For classical systems wave phenomena is not surprising or unexpected. We understand the nature of waves by considering the response of a medium.  The medium carries the wave.  The underlying parts of the medium (air molecules in a room) all follow all of the classical rules of mechanics.  Waves are aggregate phenomena.  One interesting aspect of QM is the need to apply the features or properties of waves to the fundamental elements of the system.  The wave function is NOT an aspect of a medium but describes the behavior of a fundamental particle.  So picturing a sound wave spread throughout a room is straightforward whereas imagining an electron spread out through an area seems untenable.  Never the less understanding QM will require us to take some easily understood classical wave ideas and extrapolate them to particle behavior. This extrapolation leads to ideas that are non intuitive.

 

The Fourier series leads to and inverse relationship between the duration of sound and the frequency interval required to describe the sound.  This is a general property of waves.

 

Interference is a general property of waves.

 

#**********************************************************

 

One difference between the equations of motion for quantum systems as compared to classical waves is the resulting speed of the wave.  The wave equation predicts that all waves travel at the same speed.  If sound or light propagates in a medium where the speed depends on frequency then we characterize this as a dispersive medium.  The wave equation is modified to reflect this type of medium.  Solutions to the Schrödinger equation, the equation governing the motion of small systems, are dispersive.
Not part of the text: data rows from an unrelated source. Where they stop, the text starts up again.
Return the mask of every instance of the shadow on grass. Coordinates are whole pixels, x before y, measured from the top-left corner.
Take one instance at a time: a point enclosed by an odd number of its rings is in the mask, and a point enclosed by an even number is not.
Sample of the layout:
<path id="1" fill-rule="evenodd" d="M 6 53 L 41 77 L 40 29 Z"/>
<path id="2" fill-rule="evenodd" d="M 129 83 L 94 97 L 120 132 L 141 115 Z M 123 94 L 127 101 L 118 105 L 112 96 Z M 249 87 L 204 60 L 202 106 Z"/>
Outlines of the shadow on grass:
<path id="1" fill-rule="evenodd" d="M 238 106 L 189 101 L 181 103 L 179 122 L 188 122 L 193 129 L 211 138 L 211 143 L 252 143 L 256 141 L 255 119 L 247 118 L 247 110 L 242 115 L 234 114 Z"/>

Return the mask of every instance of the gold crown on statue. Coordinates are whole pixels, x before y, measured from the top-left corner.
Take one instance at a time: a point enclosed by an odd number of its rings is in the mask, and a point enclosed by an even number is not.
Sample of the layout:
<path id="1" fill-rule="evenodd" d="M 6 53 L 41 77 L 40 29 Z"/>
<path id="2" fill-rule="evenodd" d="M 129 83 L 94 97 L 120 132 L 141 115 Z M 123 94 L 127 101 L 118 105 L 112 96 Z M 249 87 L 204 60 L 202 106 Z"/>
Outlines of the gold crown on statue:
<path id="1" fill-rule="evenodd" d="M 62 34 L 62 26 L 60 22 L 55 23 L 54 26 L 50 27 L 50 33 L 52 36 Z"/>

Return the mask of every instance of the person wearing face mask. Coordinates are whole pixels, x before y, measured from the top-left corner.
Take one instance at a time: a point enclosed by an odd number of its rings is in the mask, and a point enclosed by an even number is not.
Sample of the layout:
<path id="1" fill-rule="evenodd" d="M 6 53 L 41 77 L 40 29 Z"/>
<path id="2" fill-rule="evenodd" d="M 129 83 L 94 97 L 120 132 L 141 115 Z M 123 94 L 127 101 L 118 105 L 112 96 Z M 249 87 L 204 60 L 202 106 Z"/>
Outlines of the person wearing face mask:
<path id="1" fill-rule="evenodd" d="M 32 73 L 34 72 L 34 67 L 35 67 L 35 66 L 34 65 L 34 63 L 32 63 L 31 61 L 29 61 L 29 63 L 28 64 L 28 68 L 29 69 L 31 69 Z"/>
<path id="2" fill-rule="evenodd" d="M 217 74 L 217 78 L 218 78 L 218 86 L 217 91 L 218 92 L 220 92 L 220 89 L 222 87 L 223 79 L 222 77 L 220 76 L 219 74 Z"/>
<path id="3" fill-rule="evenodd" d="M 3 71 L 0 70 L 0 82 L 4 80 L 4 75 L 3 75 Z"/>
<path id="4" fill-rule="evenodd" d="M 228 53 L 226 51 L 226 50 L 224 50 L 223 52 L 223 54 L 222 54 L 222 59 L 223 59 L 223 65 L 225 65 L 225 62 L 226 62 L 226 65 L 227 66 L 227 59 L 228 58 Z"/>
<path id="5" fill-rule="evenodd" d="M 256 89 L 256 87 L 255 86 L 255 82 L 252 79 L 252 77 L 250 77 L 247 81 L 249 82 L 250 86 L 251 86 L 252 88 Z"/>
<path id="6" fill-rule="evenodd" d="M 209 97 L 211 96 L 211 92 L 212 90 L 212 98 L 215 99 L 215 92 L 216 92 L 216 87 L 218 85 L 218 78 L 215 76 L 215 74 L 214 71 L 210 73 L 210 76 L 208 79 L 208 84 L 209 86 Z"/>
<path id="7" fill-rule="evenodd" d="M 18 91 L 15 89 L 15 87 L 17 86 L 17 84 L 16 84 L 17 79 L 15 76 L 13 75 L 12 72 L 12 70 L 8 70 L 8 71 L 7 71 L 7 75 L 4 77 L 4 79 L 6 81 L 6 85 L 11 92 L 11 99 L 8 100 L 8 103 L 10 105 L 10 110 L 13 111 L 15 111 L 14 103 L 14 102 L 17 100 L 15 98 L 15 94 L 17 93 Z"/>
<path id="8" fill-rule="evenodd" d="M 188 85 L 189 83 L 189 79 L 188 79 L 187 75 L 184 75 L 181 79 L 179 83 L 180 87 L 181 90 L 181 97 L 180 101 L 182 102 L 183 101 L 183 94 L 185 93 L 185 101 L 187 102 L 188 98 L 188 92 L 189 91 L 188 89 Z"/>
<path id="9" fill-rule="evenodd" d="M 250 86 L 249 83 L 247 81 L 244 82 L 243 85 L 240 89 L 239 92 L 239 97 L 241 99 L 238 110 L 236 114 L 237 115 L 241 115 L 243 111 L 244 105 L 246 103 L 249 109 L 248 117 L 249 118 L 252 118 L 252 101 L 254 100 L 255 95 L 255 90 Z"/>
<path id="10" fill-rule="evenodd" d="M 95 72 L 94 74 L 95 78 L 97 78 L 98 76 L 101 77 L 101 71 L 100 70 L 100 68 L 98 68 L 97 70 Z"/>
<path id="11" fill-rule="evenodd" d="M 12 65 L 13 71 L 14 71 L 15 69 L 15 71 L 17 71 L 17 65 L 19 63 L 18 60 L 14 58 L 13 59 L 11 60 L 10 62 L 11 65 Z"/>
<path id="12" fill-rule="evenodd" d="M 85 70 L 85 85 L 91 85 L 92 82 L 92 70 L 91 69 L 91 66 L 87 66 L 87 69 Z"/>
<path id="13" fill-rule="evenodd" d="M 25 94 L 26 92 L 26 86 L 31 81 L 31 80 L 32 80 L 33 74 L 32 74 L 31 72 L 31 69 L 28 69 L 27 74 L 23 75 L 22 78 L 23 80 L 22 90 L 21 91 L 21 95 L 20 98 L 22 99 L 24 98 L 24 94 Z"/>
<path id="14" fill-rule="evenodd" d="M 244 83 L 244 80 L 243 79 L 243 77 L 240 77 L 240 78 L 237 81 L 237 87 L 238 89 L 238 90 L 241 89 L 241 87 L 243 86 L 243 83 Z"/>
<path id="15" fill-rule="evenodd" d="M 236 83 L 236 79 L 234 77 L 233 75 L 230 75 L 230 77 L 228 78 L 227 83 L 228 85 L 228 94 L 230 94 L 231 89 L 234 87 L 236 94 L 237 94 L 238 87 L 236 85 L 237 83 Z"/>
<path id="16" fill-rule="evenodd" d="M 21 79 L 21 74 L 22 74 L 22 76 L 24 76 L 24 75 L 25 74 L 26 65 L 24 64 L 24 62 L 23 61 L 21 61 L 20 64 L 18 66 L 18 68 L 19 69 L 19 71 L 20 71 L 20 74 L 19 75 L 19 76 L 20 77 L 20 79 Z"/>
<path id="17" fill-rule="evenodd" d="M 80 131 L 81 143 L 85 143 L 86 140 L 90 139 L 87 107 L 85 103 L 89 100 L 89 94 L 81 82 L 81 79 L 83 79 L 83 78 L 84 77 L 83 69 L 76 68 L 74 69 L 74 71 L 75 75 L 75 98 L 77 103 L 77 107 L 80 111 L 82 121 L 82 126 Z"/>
Particles can of course travel at different velocities and the equations of motion will maintain this feature at the subatomic level.  All photons, light particles, on the contrary will have a constant speed c even in QM.  So the equations of motion for light and electrons will differ.  This difference will be linked with the particle’s mass.

 

Schrödinger equation is not the classical wave equation.  Some features of the solutions will be similar to the wave equation but some features will be different.

·      Interference is a common feature

·      Wave speed is a distinguishing feature.